Don’t miss this: afternoon tea is served every day in the Wintergarden, a space adjacent to the main pool. Guests can choose from 19 types of teas and are served traditional finger sandwiches and scones (the latter are passed around, warm, by attentive staffers) as a trio plays classical music.
One of the biggest reasons to sail on this ship: the less is more design approach. The spaces are light and elegant. Warm, blonde woods of juniper and ash set the tone, as does low-slung furniture, contemporary art and photography, and statement pieces by well-known designers, such as Frank Gehry. Also of note: the extensive book collection, everything from classics like Jane Eyre to non-fiction on the history of polar exploration.
Some cruise ship spas can feel cramped; you also might be expected to pay a surcharge to use the facilities. Not so here. The spacious, nine-treatment-room spa offers hydrafacials, detox massages, and cupping. But it stands out for its communal facilities, which are open to all guests, even if they aren’t booking a treatment. Playing off the lines’ Nordic heritage, the spa has a snow grotto, sauna, steam room, and pool. If you’re a beauty product junkie, they sell excellent products like blueberry lotions and cranberry scrubs from cult Swedish brand c/o Gerd, which is based in Lapland.
The Explorer's Lounge
Set at the front of the ship, this two-story space is marked by both its impressive wall of windows and its well-stocked library. Here, you’ll see sepia-tinted photos of legendary Norwegian explorer Roald Amundsen and beautiful models of ships like the Maud, which traveled the Northwest Passage in 1906. Guests come here for cocktails pre and post dinner, and for snacks served at Mamsen’s. In the morning, don’t miss the waffles, which can be prepared the traditional Norwegian way with sour cream and slivers of goat cheese.

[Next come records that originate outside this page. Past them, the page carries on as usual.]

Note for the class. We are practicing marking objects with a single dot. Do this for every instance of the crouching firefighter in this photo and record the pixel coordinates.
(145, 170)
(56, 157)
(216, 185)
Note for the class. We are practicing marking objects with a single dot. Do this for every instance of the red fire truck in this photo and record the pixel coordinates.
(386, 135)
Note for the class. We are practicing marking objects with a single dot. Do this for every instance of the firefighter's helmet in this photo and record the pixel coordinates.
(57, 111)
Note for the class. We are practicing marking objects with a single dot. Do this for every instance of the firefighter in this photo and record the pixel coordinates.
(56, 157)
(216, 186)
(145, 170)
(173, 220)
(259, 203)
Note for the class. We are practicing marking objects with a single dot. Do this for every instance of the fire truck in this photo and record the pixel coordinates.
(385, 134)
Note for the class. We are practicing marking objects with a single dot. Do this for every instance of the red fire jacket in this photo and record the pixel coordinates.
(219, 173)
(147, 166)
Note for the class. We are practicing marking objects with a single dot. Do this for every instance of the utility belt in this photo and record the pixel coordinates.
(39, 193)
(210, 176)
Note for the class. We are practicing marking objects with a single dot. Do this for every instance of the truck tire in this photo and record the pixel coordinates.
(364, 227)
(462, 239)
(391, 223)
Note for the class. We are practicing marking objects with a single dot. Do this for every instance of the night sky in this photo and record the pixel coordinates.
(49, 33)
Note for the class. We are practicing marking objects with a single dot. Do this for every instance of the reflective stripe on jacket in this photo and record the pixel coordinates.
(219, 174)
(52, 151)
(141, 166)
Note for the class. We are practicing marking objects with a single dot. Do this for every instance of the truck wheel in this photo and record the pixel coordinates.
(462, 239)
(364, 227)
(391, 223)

Viking has made WiFi free to all guests, which is an industry first. Just how is the service? In port, it works very well, but even on an at sea day, a Face Time call to the US went through with just two hiccups. One of our other favorite tech perks: spa lockers that lock with you room key. No more silly codes or wristbands with keys. The lockers open and shut with your room key, and its as simple as that.

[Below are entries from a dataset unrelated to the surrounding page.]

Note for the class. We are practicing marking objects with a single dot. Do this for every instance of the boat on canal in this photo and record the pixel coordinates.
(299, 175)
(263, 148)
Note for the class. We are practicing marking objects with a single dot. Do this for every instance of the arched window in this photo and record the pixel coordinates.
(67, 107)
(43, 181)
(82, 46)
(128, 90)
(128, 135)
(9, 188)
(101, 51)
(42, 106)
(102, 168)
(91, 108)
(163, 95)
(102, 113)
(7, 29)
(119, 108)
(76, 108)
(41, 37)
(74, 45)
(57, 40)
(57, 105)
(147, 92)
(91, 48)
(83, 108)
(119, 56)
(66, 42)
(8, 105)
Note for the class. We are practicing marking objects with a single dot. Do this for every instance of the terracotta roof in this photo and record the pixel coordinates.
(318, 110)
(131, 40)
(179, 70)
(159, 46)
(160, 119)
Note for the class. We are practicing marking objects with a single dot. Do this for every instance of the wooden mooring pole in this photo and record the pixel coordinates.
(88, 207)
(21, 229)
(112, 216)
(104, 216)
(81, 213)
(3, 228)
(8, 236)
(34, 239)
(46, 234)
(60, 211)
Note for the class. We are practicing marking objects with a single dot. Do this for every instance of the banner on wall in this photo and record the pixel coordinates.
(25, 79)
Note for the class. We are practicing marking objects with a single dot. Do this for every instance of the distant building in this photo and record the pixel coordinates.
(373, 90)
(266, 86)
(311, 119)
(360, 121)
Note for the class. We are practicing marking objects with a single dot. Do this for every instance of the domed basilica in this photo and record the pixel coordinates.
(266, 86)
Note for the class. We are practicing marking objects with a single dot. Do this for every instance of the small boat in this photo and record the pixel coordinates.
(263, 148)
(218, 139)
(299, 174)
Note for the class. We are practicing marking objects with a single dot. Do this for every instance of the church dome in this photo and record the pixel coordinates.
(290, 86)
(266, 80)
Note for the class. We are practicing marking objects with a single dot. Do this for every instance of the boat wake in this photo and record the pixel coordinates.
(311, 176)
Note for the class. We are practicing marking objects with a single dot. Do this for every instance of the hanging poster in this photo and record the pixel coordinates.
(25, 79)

One is included per port of call, and it is typically a more classic tour that covers major highlights and landmarks in a designation. Other, more exclusive experiences, like a tour to London’s most famous fish market, Billingsgate Fish Market, or an off-road 4x4 adventure in Seville, cost extra.
The 930-passenger Viking Sea makes one of her first voyages, docking in the storied city of Venice. The new ship will be sailing the Mediterranean, the Baltic, and the North Sea.